When they rode, she'd stayed closer to the supply wagon than to Tommy. When they made camp, she'd ordered her tent pitched around the wagon. At the meal and the counsel fire, she'd tried to stay focused and contribute, but Tommy could see her glancing at the tent every time he looked. He freed her early “from all this boring warlord business,” and Wanda slipped inside.
The scout‘s body had been crushed and scuffed pretty badly by the hooves of the nickelhorse, but it remained a beautiful piece of work. She hung an oil lantern at each tent pole, and for perhaps forty minutes she just looked at him in the flickering yellow light.
Here was a complicated bit of Matter. Once it had possessed Life and Motion, but those had been taken away from it. And though only the Titans could restore Life to it, she could give it Motion again, once she had the juice. That would happen at start of her turn.
For now, she could study him. She had senses that she did not yet understand were unique to Croakamancers, and she used them on the fallen scout. His bones she could feel without touching him. She knew which ribs and teeth and vertebrae were broken. There would be some craft to this uncroaking, as not all of the original muscles and sinew could be counted on to perform their original functions.
That was not a problem. That was what Croakamancy was for. Where a knee would no longer bend, where a bicep no longer existed to flex an arm, the Croakamancer made magical Motion to move the Matter.
At one point, Tommy came into the tent for something from the wagon. Wanda was furious enough at the interruption that she moved all of the contents of the wagon except her prize out into the cold night air beyond the tent wall, in case anyone needed anything else.
She cursed herself for having no juice left to conjure even a temporary powerball, as she began to strip off the scout‘s gear. He was wearing a very good scouting veil; she was very lucky to have spotted him in the tree. But such items are fragile, and this one had been destroyed in the melee.
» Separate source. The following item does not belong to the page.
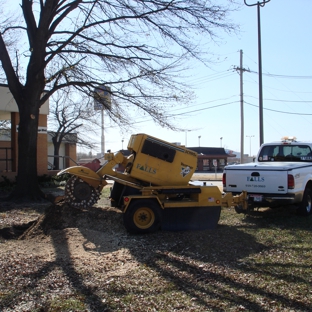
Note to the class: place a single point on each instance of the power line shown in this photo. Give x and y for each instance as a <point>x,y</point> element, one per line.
<point>282,76</point>
<point>275,100</point>
<point>277,111</point>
Below the veil, he wore dark brown leggings and tunic, with a brown cotton shirt beneath. Brown was not Haffaton‘s emblematic color, but the crest of Haffaton was embroidered into it in brown thread. There was no doubt that the enemy would be expecting their attack tomorrow.
The light was so poor. When she had removed all of his raiment, she still could see better with her natural Croakamancy sense than her eyes. She took off her gloves and felt his cold, rapidly stiffening flesh. This is a calf muscle. Strong and intact. Lift the leg. Feel how it anchors to the shin. This is a foot. Ankles in the air!
Had it not been so bitter cold, she would have removed her own clothes, to compare her living flesh to the specimen in front of her.
When she could barely keep her eyes open, and with her lanterns sputtering, she opted to sleep at last. Seeing no sense in losing heat to the bare ground, she rolled the bedroll out in the wagon, and bedded down beside the body.
His eyes were wide open, his head tilted toward her.
She looked at them, from inches away, in the light of the struggling lantern. Tomorrow, she would make those blue eyes see again. She closed her own, and slept with profound peace.